Согласно моему же указу, одному из первых лично сочиненных и подписанных Указов, я был арестован как «высшее должностное лицо Российской Федерации, своими действиями (бездействием) допустившее наступление для государства и граждан, последствий потери суверенитета, территориальной целостности, внутренних и внешних военных действий, человеческих жертв и резкое ухудшение материального положения населения, наступление которых силою полномочий высшего должностного лица можно было избежать – наказывается, в исключительном порядке, приостановлением моратория на проведение смертной казни и прочих международных конвенций и норм, – высшей мерой наказания – расстрелом». Не покинь я тогда Кремль, никто бы не посмел произвести арест в этой магической крепости, но желание выступить на броневике, один на миллион с бушующей толпой сыграло со мной вот такую штуку. При выходе из Спасских ворот, я был взят под стражу. Последний живой человек, которого я видел, был даже не генерал, а молодой капитан в полевой форме, зачитавший мне мой собственный указ. После чего я был помещен в бронированный спец–контейнер. После длительного пути, тот же капитан привел меня в эту камеру и, ну видно было – что с огромным сожалением! – произнес:

Прощайте Владимир Ильич! Далее я не знаю, как будет исполняться ваш Указ, я выполнил свою часть, доставил вас к месту исполнения наказания. Прощайте и простите. На мой взгляд – вы были лучшим президентом этой страны, а раз так, то и конец ваш войдет в историю как подвиг ради того, что осталось от России. Хоть что–то осталось. Прощайте!

Камера закрылась и очень, очень много дней, я не видел ни одного живого человека. Телевизор, замурованный в бетонную стену, иногда показывал старые фильмы, показывал таблички команд – чаще всего конечно: «Пройдите в уборную», никакого эфира и никаких новостей он не транслировал. Что там происходило в мире, я даже догадаться не мог.

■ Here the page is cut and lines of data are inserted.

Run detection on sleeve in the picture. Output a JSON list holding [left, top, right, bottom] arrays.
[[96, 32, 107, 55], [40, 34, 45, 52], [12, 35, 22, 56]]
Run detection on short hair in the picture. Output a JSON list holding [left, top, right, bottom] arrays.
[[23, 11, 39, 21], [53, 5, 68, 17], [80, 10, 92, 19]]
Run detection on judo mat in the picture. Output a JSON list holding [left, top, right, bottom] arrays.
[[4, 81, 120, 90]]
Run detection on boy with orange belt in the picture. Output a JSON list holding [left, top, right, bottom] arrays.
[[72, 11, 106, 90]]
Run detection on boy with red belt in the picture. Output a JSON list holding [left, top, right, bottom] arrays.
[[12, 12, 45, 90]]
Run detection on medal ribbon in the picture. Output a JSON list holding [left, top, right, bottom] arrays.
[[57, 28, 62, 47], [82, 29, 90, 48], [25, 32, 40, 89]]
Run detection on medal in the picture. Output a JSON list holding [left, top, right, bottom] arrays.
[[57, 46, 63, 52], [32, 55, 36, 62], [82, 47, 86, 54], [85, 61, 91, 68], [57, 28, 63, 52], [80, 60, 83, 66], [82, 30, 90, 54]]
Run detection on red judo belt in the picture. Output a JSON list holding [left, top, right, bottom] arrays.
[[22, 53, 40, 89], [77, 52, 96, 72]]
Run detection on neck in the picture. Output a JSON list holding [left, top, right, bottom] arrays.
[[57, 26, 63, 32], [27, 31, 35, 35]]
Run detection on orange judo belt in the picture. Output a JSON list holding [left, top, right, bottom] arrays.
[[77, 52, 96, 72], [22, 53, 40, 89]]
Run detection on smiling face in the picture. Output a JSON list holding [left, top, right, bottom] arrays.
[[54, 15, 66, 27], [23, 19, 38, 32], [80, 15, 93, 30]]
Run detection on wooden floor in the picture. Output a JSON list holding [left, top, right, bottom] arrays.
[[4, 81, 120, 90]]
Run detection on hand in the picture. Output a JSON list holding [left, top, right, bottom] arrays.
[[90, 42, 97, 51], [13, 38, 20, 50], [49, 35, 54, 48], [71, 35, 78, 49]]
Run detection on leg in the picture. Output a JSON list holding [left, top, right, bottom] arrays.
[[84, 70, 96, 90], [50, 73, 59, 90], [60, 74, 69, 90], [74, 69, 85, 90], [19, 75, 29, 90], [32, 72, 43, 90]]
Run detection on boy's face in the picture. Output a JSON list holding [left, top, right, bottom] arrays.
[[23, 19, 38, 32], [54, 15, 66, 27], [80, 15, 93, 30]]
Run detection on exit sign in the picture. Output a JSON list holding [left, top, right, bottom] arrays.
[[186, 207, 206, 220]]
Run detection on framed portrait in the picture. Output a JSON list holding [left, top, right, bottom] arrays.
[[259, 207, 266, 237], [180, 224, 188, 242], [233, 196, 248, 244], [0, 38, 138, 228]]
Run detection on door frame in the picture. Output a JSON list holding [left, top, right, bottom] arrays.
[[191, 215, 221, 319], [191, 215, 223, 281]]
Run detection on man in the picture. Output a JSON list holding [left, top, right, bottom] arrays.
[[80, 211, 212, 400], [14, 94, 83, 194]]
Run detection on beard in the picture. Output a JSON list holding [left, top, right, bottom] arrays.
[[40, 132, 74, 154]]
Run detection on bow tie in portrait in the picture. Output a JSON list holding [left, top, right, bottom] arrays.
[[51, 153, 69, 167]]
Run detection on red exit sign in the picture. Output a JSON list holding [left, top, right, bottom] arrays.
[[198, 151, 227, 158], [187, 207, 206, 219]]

Я предполагал, что коли я лишен контакта с живыми людьми, со всеми, то и с палачом или палачами, я видимо не увижусь – все случится во сне. И, просыпаясь каждое утро, по свету в окно из–под щита время суток можно определить, я сначала радовался, а уже как некоторое время, бываю зло разочарован дальнейшему промедлению.

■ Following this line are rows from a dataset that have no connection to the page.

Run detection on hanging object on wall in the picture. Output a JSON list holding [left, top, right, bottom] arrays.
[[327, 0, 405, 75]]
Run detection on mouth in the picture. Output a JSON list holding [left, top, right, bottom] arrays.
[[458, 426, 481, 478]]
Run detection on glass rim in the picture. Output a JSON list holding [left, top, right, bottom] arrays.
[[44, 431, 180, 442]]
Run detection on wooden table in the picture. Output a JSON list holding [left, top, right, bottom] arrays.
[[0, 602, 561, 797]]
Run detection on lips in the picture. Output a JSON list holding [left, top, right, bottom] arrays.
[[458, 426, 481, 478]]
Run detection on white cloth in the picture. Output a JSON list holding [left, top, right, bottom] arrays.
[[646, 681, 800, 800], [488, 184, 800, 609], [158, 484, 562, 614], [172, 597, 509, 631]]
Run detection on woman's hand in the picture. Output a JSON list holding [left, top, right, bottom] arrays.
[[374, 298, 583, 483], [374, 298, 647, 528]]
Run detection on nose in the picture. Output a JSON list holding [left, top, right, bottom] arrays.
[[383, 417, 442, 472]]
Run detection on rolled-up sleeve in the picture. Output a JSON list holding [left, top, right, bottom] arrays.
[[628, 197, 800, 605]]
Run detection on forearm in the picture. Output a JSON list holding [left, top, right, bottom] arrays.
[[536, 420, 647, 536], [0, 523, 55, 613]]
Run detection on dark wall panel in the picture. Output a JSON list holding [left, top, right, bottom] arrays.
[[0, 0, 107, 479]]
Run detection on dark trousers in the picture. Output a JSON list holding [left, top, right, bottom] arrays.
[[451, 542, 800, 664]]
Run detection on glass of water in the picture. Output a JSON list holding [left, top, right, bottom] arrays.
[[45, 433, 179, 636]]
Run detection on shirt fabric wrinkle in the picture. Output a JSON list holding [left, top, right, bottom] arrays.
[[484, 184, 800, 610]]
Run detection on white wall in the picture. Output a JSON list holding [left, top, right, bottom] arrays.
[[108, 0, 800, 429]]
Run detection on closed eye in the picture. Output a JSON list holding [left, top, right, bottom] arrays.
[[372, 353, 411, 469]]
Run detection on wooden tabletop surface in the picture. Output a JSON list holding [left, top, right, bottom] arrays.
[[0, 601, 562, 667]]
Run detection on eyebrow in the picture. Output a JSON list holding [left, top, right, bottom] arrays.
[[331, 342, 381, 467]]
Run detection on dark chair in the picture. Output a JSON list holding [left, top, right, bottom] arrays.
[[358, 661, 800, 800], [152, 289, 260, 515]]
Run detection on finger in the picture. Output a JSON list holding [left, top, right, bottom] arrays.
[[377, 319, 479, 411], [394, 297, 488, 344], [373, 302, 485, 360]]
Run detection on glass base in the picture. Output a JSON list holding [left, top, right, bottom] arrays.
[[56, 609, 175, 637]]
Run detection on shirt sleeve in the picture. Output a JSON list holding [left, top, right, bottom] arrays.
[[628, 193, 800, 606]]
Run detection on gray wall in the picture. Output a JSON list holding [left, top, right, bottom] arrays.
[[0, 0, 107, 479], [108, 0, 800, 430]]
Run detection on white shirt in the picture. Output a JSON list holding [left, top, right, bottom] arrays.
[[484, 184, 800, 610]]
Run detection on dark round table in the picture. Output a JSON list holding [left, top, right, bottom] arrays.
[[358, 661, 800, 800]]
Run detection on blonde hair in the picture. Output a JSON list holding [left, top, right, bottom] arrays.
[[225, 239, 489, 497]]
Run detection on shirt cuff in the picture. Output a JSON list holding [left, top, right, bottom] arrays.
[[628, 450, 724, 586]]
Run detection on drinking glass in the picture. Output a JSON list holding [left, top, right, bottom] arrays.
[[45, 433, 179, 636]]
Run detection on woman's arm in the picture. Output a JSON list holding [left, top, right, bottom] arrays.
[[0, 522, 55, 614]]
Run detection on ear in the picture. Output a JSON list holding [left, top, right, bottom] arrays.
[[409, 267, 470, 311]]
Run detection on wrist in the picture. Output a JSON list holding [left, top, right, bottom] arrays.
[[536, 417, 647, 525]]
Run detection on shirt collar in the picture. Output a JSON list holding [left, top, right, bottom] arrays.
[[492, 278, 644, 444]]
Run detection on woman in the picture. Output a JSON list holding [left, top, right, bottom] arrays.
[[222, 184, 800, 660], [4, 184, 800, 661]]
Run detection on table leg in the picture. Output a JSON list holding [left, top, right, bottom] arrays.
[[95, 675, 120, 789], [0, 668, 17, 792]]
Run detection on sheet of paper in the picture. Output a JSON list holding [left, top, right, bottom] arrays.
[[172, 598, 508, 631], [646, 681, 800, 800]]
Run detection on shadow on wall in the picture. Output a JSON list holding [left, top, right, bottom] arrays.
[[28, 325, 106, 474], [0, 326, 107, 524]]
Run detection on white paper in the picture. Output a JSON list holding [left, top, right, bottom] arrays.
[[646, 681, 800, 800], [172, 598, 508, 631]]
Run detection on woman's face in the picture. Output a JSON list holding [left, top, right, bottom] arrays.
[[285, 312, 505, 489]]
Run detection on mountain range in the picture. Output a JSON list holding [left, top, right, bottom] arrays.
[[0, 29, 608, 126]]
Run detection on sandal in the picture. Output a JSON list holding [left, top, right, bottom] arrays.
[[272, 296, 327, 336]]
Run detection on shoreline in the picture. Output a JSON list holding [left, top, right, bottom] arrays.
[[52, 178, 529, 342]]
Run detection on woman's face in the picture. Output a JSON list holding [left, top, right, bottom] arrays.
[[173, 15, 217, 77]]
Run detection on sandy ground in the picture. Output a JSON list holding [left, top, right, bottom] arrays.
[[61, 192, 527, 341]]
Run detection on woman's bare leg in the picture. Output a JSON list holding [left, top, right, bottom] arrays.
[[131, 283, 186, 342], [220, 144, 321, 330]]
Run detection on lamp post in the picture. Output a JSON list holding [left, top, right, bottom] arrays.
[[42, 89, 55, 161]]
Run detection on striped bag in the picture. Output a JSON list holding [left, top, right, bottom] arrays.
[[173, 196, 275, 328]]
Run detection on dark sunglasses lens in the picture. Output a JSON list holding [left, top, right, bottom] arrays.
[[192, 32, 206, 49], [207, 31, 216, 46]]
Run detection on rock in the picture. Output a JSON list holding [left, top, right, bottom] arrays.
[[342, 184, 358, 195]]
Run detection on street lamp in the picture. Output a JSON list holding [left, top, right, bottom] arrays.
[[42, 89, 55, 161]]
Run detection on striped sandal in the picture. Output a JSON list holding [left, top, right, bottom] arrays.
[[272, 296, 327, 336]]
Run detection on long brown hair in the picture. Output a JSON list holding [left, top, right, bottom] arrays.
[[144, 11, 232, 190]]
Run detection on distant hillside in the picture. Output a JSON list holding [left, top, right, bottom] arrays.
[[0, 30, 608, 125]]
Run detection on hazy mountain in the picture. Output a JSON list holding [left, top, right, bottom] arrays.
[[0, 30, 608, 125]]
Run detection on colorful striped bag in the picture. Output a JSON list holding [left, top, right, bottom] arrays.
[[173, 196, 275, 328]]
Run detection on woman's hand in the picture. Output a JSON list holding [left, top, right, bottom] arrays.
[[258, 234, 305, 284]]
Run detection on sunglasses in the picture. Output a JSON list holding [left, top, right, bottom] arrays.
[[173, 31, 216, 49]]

Несколько раз я пытался не исполнить команду «Пройдите в уборную», пытался стучать в двери камеры. Ничего не происходило. Никакой внешней реакции на мое поведение не наступало. Я оставался без еды и уборки ровно столько, сколько горела на экране надпись «Пройдите в уборную». И стоило мне войти туда по нужде, как дверь за мной тут же закрылась, когда она открылась на столе стояла подогретая пища. После кремлевской крепости, это в принципе было привычно, но не менее неприятно и плюс постоянное ощущение моего последнего личного патрона в патроннике «золотого» пистолета.

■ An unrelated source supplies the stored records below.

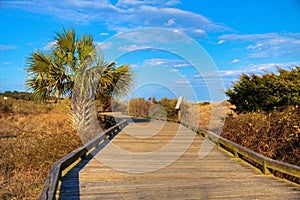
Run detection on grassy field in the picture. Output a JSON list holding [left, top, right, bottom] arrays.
[[0, 95, 300, 199], [0, 96, 81, 199]]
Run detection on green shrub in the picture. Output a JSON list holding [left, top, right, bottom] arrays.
[[226, 66, 300, 113]]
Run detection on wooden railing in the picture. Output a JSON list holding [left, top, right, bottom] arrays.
[[181, 122, 300, 179], [39, 120, 128, 200]]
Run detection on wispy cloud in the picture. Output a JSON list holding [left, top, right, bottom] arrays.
[[0, 44, 18, 51], [1, 0, 228, 37], [118, 44, 150, 52], [43, 41, 56, 51], [231, 59, 240, 64], [219, 33, 300, 58]]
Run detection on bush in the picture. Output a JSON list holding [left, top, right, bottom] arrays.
[[226, 66, 300, 113], [222, 107, 300, 166], [128, 97, 188, 121]]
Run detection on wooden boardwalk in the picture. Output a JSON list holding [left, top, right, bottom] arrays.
[[59, 120, 300, 199]]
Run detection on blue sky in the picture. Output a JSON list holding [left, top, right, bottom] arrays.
[[0, 0, 300, 101]]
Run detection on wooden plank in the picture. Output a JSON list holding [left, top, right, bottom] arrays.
[[60, 121, 300, 199]]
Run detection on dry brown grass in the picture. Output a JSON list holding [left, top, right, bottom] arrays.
[[0, 99, 81, 199]]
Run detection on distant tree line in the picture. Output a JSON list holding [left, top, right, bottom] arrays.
[[226, 66, 300, 113], [128, 97, 188, 121], [0, 91, 33, 101]]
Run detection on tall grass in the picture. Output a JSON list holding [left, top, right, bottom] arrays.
[[0, 98, 81, 199]]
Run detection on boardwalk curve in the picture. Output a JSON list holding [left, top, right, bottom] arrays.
[[59, 120, 300, 199]]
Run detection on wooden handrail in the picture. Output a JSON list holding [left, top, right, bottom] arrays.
[[39, 120, 128, 200], [181, 122, 300, 178]]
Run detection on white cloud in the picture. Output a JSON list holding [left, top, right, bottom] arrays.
[[176, 79, 190, 84], [247, 43, 263, 50], [118, 44, 150, 52], [0, 44, 18, 51], [100, 33, 109, 36], [43, 41, 56, 51], [219, 33, 300, 58], [166, 19, 175, 26], [218, 40, 225, 44], [1, 0, 228, 37], [231, 59, 240, 64], [95, 42, 113, 50], [174, 63, 191, 68], [143, 58, 170, 66]]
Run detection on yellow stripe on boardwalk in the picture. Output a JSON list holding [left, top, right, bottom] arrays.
[[60, 121, 300, 199]]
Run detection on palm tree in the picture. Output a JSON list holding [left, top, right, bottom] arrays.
[[26, 29, 132, 102]]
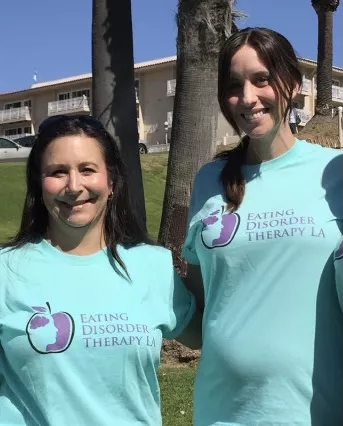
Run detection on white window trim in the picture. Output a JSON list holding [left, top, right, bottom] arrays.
[[57, 87, 91, 101]]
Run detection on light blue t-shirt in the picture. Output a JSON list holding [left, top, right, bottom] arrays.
[[183, 141, 343, 426], [0, 240, 194, 426]]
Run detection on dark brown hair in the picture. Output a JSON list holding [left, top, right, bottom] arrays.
[[1, 116, 150, 273], [216, 28, 302, 211]]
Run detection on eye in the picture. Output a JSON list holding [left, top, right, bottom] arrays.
[[81, 167, 95, 175], [256, 76, 269, 87], [51, 169, 66, 177], [228, 80, 241, 92]]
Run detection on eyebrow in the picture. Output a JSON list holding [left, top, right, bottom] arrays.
[[43, 161, 99, 169], [230, 70, 270, 79]]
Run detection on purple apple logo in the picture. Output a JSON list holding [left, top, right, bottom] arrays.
[[26, 302, 75, 354], [201, 206, 240, 249], [335, 239, 343, 260]]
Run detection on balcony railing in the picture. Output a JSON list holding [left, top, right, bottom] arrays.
[[300, 78, 312, 94], [296, 108, 312, 126], [167, 79, 176, 96], [332, 86, 343, 101], [0, 133, 32, 141], [314, 84, 343, 102], [0, 106, 31, 124], [48, 97, 90, 116]]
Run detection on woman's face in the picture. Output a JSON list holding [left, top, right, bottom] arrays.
[[227, 45, 283, 138], [42, 134, 111, 228]]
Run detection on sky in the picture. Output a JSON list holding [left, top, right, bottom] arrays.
[[0, 0, 343, 93]]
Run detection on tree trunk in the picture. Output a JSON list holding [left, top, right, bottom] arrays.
[[159, 0, 231, 272], [315, 10, 333, 116], [92, 0, 146, 226]]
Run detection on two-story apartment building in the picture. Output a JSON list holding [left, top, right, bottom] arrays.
[[0, 56, 343, 144]]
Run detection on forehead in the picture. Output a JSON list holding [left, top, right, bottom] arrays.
[[230, 45, 268, 76], [42, 134, 104, 165]]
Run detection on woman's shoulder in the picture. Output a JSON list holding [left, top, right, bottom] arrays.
[[120, 243, 172, 263], [195, 158, 226, 180], [298, 139, 343, 162]]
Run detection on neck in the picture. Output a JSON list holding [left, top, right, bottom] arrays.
[[46, 223, 106, 256], [246, 123, 295, 164]]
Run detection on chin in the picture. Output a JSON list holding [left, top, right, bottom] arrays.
[[60, 217, 94, 228]]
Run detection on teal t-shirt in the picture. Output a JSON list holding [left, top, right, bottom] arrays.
[[0, 240, 194, 426], [183, 140, 343, 426], [335, 235, 343, 311]]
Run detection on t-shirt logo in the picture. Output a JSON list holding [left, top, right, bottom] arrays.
[[201, 206, 240, 249], [335, 239, 343, 260], [26, 303, 75, 354]]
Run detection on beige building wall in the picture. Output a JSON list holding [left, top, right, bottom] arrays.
[[136, 64, 175, 144], [0, 57, 343, 144]]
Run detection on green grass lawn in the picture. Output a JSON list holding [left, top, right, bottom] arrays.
[[0, 153, 195, 426]]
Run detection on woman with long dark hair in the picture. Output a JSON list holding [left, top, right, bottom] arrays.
[[183, 28, 343, 426], [0, 116, 199, 426]]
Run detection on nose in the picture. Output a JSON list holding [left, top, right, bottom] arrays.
[[66, 170, 82, 194], [242, 81, 257, 106]]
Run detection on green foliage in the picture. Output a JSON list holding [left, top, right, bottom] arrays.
[[0, 163, 25, 242], [159, 366, 195, 426]]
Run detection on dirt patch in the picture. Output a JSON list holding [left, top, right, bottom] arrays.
[[298, 116, 340, 148], [161, 340, 200, 367]]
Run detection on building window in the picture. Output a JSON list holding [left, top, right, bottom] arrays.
[[167, 111, 173, 129], [5, 99, 31, 109], [135, 79, 139, 103], [5, 101, 21, 109], [57, 89, 90, 101]]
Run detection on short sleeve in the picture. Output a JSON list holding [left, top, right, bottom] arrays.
[[162, 270, 195, 339], [182, 160, 225, 265], [334, 238, 343, 312], [182, 168, 204, 265]]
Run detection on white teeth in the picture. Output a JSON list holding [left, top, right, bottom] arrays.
[[243, 110, 265, 120]]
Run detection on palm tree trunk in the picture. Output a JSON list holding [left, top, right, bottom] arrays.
[[315, 10, 333, 116], [92, 0, 146, 226], [159, 0, 231, 269]]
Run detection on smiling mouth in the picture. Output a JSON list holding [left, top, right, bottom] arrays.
[[241, 108, 269, 121], [60, 198, 95, 209]]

Историю «золотого» пистолета мне рассказал один из кремлевских старцев, я буду много раз описывать этих людей–привидений, по–настоящему управляющих, наверное, даже не страной, а миром. Так вот одна из первых легенд таинственного Кремля, поведанная мне в должности президента, заключалась в том, что существует некий подполковник в желтой полевой форме, в кобуре которого находится золотой пистолет. И никто, даже старцы не могут знать, когда и где он появится и кого выберет своей жертвой. Я, конечно, тогда, хоть и находился под сильнейшим впечатлением потусторонней жизни главной политической крепости страны, над этой легендой осмелился хихикнуть, но после просмотра сцены гибели товарища Андропова от рук желтого подполковника, впал в недельный ступор – в простонародии – ушел в запой.

Да! Конечно, вы думали, что в Кремле никто не пьет! Ну, там, кроме Ельцина – это понятно. Ну–ну. В Кремле пьют все. И особенно сами кремлевские старцы.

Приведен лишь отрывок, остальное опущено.